L’eau est un élément essentiel à l’éclosion de la vie et au développement de l’Humanité. Elle est nantie de propriétés physiques et chimiques exceptionnelles telles que sa présence sur Terre sous ses trois états (glace, liquide, vapeur), sa grande inertie thermique et surtout la propriété importante d’être un très bon solvant quasi universel. Toutes ces propriétés justifient ainsi de l’implication de l’eau dans toutes les activités humaines et notamment les activités industrielles. En effet, l’Industrie dans son ensemble utilise abondamment l’eau dans une multitude de procédés industriels où l’eau entre en contact avec diverses matières minérales et organiques en tant que solvant susceptible de les dissoudre ou de les solubiliser. Ainsi, son utilisation permanente dans de nombreuses industries entraîne par voie de conséquence sa pollution. Les eaux résiduaires provenant de l’Industrie sont appelées de façon générale des effluents.

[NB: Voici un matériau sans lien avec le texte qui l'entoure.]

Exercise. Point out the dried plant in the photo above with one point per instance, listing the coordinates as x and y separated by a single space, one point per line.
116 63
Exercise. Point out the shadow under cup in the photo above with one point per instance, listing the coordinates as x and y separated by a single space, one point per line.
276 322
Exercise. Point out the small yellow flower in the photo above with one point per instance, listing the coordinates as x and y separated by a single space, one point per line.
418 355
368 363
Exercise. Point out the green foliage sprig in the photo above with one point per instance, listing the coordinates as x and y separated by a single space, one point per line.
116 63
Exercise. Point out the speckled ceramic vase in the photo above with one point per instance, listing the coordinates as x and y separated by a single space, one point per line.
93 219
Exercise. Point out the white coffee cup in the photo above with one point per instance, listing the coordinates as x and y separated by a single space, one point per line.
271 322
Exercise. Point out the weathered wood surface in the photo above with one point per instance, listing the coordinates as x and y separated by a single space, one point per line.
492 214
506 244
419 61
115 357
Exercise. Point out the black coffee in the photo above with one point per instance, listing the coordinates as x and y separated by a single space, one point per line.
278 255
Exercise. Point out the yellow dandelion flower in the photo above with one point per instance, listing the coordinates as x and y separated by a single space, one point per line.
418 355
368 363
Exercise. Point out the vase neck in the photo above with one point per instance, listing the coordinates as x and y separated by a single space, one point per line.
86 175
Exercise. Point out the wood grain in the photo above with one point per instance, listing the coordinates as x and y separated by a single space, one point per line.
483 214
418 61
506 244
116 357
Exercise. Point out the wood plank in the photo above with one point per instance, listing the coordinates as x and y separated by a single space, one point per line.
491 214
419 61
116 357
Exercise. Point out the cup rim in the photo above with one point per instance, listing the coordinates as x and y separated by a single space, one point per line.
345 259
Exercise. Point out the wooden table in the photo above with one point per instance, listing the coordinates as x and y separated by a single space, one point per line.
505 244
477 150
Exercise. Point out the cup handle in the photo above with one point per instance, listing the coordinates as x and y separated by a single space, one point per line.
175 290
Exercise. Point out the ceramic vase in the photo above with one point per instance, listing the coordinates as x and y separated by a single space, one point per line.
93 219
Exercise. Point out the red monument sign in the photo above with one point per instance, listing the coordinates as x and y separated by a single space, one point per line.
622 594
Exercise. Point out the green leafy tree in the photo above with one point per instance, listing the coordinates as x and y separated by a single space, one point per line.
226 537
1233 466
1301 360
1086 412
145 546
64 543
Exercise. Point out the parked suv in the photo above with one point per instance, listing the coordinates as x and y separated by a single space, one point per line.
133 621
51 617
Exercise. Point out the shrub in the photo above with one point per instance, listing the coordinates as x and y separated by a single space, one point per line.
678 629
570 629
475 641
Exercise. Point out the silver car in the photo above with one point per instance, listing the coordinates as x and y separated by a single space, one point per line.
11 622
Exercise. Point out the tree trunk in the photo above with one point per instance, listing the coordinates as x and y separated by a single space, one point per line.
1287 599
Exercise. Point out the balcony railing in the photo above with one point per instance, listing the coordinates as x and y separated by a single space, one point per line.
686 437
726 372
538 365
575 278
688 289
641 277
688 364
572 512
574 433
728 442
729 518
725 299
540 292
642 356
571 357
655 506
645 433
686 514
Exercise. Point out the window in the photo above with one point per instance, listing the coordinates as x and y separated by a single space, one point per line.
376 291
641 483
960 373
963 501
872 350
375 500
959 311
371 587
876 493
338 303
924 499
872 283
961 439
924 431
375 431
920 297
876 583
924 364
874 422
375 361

Par conséquent, selon les procédés industriels mis en œuvre et utilisant l’eau comme solvant, des effluents de compositions différentes et complexes sont produits et peuvent constituer alors des rejets polluants pour l’environnement. Afin de préserver la ressource naturelle et fragile que représente l’eau, il est nécessaire de procéder aux traitements de ces rejets polluants que représentent les effluents industriels. Un large éventail de procédés de traitement est disponible pour les industriels selon les différents types de pollutions rencontrées dans les effluents. Une énumération exhaustive de ces procédés montrerait toute la complexité que représente le traitement d’un effluent composé d’un grand nombre de pollutions différentes. Il convient alors de se concentrer sur le domaine particulier dans lequel s’inscrit ce travail de thèse qui est le domaine du Nucléaire. Les industries nucléaires utilisent divers procédés de séparations et de lavages tout au long du cycle du combustible nucléaire qui mettent en contact l’eau avec des solvants organiques et des composés minéraux possédant une certaine radioactivité. Ainsi, le traitement des effluents que ces industries produisent est indispensable pour limiter les rejets polluants dangereux pour l’environnement.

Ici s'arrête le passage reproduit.